Listing 1: Example Data Definition for One Platform
typedef __int64 int64;
typedef signed int int32;
typedef unsigned int uint32;
typedef unsigned short uint16;
typedef unsigned short int16;
typedef unsigned char byte;
Doesn't it seem wasteful that we're all redefining our own data types just so we can know their exact sizes? It gets even worse when middleware providers do the same thing. We end up with many different "basic" data types of varying sizes and properties all over the same code base.
Fortunately, C99 introduced a new header file stdint.h, which among other things, declares integer data types with exact sizes, such as int8_t, uint8_t, int16_t, uint8_t, and so forth.
Do yourself a favor and start using those data types whenever exact size is important. If your compiler isn't yet C99 compliant (tsk, tsk, Visual Studio 2005!), you can get a third-party header file that adds those defines. (See Resources.)
The rules for member and struct padding aren't defined in the C++ standard, so it's completely up to each compiler implementation to decide how to do it. Fortunately, a lot of common compilers (most notably Visual Studio and gcc) support the #pragma pack directive, which allows you to specify the byte alignment desired in your structures.
You can either use #pragma pack everywhere that matters, or you can learn the padding rules for your compiler by implementing those structures and seeing what the compiler creates.
Another common source of problems are bitfields. Using the C language bitfields is very handy to pack flags into a small amount of space:
struct EntityState
{
bool m_active : 1;
bool m_invisible : 1;
bool m_invulnerable : 1;
bool m_playerControlled : 1;
bool m_inVehicle : 1;
// ....
};
The C++ standard guarantees that all those flags will fit in one bit each plus some padding. What it doesn't make any promises about is exactly how those bits will be laid out and or how they will be padded.

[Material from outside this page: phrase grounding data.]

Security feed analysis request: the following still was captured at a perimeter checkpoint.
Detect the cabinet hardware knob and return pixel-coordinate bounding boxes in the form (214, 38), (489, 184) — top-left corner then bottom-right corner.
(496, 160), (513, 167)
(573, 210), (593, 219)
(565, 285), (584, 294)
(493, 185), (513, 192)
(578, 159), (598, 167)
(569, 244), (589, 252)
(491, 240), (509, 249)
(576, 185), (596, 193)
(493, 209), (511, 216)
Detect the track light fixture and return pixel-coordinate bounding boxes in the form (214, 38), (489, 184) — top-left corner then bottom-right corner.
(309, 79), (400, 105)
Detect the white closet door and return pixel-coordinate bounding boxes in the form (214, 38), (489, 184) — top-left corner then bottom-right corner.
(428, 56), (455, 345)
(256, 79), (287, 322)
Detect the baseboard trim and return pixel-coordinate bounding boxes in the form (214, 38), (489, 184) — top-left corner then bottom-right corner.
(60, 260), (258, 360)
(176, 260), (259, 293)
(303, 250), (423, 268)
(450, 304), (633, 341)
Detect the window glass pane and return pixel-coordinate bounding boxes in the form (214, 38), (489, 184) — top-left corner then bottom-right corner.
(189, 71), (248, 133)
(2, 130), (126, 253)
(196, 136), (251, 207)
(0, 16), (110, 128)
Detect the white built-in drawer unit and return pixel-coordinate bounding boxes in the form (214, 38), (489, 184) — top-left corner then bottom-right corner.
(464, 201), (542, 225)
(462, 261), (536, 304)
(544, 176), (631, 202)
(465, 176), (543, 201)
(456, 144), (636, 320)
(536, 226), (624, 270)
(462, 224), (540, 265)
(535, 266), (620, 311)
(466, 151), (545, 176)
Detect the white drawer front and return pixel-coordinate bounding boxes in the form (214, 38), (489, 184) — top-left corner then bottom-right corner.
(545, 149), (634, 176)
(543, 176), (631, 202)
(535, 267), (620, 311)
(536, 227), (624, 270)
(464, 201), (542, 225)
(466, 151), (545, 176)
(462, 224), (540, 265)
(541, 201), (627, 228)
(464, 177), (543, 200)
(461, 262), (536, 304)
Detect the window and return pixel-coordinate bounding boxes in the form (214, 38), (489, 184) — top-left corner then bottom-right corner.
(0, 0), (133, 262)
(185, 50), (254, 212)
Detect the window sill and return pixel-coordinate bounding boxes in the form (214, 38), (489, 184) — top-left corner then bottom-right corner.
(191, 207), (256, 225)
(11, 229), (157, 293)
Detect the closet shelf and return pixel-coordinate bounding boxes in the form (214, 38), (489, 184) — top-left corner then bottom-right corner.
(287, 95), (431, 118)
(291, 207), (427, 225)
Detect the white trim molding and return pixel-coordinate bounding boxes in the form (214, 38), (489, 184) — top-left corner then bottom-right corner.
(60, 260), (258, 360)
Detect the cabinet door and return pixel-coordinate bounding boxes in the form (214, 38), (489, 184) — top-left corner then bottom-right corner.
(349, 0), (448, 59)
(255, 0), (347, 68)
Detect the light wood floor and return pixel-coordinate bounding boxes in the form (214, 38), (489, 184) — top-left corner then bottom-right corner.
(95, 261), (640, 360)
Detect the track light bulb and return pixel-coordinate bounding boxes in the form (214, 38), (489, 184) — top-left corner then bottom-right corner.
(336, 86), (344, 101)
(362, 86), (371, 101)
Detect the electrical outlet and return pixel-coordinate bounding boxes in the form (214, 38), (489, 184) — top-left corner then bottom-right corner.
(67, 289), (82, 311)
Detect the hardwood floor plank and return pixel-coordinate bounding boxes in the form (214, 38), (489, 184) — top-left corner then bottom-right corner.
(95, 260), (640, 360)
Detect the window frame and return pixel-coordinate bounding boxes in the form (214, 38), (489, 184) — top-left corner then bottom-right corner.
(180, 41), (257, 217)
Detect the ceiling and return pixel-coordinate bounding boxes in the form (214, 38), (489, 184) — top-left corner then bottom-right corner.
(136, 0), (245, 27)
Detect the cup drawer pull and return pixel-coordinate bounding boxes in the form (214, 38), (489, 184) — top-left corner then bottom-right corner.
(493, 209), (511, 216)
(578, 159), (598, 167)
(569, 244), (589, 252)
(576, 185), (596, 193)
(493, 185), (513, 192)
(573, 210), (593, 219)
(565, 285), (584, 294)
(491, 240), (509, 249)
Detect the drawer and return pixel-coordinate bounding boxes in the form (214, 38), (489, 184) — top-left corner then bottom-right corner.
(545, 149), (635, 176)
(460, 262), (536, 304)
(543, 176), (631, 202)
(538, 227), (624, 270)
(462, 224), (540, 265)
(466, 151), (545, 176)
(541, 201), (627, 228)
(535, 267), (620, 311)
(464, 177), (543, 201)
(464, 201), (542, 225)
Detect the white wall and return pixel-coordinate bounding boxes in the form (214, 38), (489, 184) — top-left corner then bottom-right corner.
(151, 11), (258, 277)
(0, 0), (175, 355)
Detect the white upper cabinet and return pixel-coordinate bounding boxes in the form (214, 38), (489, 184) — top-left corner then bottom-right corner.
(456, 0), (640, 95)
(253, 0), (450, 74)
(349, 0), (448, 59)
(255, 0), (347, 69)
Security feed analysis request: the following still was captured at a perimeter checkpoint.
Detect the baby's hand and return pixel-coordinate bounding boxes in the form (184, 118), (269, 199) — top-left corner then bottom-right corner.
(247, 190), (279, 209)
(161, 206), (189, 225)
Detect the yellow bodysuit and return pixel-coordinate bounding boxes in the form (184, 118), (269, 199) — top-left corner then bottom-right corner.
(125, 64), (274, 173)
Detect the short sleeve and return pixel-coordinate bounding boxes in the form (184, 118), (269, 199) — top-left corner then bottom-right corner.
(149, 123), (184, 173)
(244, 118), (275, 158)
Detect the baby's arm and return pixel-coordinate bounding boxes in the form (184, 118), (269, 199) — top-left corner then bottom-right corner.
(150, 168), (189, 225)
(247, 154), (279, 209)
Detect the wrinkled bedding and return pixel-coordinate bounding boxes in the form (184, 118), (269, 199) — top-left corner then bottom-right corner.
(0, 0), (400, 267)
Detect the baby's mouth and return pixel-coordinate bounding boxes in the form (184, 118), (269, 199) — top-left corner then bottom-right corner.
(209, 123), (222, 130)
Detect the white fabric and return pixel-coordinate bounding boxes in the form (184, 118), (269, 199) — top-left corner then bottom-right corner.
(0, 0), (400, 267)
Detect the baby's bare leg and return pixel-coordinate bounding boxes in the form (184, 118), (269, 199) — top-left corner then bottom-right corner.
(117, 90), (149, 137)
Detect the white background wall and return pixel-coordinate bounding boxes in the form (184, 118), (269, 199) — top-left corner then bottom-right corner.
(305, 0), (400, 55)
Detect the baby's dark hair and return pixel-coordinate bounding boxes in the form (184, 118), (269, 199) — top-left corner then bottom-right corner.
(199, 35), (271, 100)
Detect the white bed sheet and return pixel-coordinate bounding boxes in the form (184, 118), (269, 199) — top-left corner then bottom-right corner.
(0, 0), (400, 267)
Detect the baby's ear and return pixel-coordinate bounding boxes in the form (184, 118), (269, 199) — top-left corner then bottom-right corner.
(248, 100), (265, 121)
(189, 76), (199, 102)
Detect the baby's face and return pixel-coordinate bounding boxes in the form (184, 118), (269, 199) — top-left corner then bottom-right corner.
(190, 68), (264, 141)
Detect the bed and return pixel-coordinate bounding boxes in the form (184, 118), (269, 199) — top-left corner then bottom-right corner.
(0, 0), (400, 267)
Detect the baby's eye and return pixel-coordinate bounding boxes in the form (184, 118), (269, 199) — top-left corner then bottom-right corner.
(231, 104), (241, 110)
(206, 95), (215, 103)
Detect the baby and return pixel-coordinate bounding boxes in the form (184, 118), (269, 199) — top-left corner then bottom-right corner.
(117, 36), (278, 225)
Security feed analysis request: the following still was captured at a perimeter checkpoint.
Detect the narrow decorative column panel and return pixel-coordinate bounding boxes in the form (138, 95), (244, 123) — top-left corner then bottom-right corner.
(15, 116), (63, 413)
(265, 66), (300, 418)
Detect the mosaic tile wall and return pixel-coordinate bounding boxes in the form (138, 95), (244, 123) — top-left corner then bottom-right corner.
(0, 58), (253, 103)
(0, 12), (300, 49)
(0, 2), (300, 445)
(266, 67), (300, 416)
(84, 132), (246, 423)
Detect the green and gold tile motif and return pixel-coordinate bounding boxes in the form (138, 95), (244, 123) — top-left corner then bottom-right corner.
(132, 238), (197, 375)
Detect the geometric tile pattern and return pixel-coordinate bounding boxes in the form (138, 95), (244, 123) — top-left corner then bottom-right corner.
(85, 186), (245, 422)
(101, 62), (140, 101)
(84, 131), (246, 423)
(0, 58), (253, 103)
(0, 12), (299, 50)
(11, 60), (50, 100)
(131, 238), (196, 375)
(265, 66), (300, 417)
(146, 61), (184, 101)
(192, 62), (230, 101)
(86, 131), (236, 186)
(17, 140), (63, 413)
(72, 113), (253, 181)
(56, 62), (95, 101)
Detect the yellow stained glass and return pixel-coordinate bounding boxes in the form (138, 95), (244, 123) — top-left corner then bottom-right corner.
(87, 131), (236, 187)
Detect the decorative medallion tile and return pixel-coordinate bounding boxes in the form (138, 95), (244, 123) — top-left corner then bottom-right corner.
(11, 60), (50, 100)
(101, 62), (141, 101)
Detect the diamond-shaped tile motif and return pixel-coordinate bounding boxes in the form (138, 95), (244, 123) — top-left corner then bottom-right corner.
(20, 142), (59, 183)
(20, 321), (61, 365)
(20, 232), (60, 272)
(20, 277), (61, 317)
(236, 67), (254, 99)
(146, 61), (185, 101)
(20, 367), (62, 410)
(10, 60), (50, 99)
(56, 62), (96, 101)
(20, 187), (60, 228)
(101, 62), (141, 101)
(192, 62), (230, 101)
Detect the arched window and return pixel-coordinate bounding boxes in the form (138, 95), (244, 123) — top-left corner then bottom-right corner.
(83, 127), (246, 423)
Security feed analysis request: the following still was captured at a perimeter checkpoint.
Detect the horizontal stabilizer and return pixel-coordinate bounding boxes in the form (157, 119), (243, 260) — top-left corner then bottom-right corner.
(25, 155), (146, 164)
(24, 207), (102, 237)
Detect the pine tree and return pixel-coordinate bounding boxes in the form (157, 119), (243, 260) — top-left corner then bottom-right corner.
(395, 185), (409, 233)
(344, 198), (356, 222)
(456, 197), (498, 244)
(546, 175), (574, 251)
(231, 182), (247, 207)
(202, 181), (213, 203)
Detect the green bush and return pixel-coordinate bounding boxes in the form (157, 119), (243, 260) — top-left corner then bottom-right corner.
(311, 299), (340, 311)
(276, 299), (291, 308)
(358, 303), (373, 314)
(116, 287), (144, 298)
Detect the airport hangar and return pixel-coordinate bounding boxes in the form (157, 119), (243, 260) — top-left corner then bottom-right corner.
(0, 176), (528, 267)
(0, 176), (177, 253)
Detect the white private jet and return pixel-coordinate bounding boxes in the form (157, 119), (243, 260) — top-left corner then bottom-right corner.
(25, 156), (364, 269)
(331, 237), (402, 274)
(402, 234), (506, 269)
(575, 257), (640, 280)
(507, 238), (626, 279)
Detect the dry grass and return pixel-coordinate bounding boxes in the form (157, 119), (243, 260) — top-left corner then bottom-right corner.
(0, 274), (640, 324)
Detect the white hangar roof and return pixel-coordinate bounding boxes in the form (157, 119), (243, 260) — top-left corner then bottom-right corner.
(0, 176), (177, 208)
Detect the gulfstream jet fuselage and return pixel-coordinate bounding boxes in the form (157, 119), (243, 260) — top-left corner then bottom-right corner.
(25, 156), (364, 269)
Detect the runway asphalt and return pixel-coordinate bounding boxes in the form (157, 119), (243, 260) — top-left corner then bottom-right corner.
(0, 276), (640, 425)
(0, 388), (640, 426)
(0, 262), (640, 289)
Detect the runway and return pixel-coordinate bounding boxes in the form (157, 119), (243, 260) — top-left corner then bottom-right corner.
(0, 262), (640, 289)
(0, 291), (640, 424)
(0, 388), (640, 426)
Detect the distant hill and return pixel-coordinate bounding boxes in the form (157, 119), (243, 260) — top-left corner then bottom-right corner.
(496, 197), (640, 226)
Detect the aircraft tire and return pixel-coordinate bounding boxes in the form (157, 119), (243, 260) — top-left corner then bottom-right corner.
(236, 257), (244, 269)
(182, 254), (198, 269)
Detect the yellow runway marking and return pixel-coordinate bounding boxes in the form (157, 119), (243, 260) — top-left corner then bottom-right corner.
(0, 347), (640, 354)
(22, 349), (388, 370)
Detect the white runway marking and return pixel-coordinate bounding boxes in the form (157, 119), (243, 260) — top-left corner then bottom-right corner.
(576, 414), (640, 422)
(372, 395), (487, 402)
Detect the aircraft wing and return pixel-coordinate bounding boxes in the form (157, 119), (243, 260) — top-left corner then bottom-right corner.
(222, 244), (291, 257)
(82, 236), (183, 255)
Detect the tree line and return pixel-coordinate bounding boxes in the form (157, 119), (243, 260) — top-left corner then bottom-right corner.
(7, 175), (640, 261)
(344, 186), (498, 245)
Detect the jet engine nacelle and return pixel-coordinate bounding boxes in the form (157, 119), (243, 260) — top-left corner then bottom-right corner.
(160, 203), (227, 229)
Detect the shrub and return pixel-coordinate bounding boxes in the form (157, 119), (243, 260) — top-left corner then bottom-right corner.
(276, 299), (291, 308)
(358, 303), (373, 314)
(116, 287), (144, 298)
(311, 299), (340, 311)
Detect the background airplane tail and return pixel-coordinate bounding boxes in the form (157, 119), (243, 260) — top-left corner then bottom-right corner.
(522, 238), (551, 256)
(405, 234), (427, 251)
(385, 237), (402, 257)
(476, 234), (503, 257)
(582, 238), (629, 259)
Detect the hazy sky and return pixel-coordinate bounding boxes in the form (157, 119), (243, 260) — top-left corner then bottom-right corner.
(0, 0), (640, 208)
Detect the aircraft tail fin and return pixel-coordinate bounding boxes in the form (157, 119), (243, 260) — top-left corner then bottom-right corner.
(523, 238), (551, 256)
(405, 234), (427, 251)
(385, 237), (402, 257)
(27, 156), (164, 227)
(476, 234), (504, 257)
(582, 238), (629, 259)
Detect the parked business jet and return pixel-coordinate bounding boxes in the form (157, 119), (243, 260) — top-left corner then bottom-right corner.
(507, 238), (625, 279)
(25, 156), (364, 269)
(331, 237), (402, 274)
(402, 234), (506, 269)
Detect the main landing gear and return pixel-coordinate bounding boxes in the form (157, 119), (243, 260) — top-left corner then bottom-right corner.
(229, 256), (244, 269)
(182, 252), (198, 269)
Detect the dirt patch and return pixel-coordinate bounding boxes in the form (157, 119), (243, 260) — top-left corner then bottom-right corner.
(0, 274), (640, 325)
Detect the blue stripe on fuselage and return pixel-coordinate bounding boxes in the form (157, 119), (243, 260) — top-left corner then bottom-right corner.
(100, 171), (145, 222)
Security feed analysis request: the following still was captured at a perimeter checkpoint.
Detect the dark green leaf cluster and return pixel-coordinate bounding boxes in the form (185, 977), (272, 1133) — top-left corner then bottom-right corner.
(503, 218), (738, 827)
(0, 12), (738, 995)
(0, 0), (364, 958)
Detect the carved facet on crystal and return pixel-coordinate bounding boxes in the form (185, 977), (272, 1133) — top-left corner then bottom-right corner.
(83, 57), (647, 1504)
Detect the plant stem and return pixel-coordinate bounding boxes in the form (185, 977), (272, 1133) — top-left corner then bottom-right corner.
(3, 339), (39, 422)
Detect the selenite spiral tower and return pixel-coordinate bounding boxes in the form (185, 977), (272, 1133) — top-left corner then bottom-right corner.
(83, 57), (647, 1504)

You either need to find out how the compiler in your target platform does it, or replace those flags with something you have control over, such as explicit bit masks on a 32-bit unsigned integer.
struct EntityState
{
uint32_t m_flags;
// .....
};
#define ENTITYSTATE_ACTIVE 0x00000001
#define ENTITYSTATE_INVISIBLE 0x00000002
#define ENTITYSTATE_INVULNERABLE 0x00000004
#define ENTITYSTATE_PLAYERCONTROLLED 0x00000008
#define ENTITYSTATE_INVEHICLE 0x00000010
In general, you need to watch out for anything that the standard doesn't explicitly dictate, and that's left up to each implementation.
For each of those cases, you should either substitute it with something that is well defined and consistent, or learn how each implementation defines it and make it part of the rules of your data baking.
Little End or Big End?
Once you've figured out the size of your data types and their offsets in the structure, you still need to know how exactly they're stored in memory. You might know that an integer is 32 bits, but what bit pattern describes a particular number?
There are two parts to that answer. The first one relates to how data types are represented in different hardware. And here, there's good news: Most modern platforms use the same method to represent basic data types.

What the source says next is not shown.